Light-hole states and hyperfine interaction in electrically-defined Ge/GeSn quantum dots

TL;DR

This paper theoretically explores light-hole states and hyperfine interactions in Ge/GeSn quantum dots, revealing how structural parameters and Sn content influence hyperfine coupling and qubit properties.

Contribution

It introduces a detailed atomic-scale model of hyperfine interactions in Ge/GeSn quantum dots, emphasizing the role of Sn content and band mixing in hyperfine coupling.

Findings

Hyperfine coupling strength depends on Sn content in the barrier.

Band mixing introduces s-type admixtures, affecting hyperfine interactions.

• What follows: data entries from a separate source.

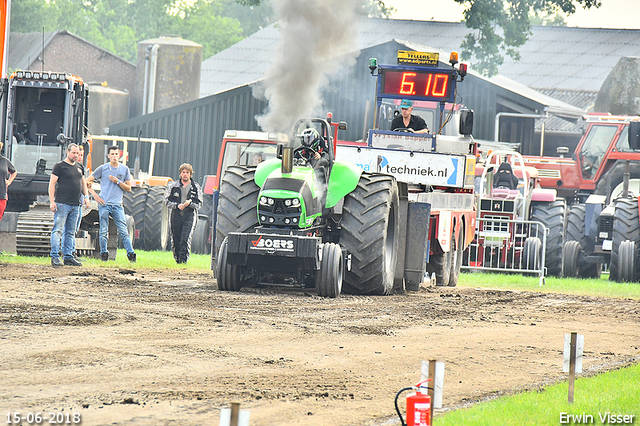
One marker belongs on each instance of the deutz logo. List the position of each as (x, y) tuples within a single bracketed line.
[(272, 243)]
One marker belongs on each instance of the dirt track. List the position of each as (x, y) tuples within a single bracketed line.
[(152, 348)]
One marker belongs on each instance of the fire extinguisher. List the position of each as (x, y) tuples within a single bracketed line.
[(418, 406)]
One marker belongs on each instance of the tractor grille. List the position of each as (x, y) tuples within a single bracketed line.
[(501, 224)]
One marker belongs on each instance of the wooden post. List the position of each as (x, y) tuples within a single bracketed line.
[(235, 413), (572, 365), (432, 385)]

Hyperfine interactions are crucial for understanding hole spin qubits in Ge/GeSn QDs.

Abstract

We theoretically investigate hole spins confined in a gate-defined quantum dot (QD) embedded in GeSn/Ge/GeSn quantum well (QW) structure. Owing to the tensile strain in the Ge layer, the system effectively realizes a light-hole qubit. We systematically study how various morphological parameters influence the energy spectrum, g-factors, and the hyperfine coupling to the nuclear spin bath. The simulations are carried out using a realistic, fully atomic sp$^3$d$^5$s$^*$ tight-binding model. We also perform complementary DFT calculations of wave functions near the atomic cores and use them to parameterize the hyperfine-interaction Hamiltonian. We evaluate the Overhauser field fluctuations and demonstrate that the strength of the hyperfine coupling for the lowest hole doublet crucially depends on the Sn content in the barrier. We highlight the conduction-valence band mixing, which leads to considerable $s$-type admixtures to the hole states, providing the dominant channel of hyperfine coupling due to the Fermi contact interaction.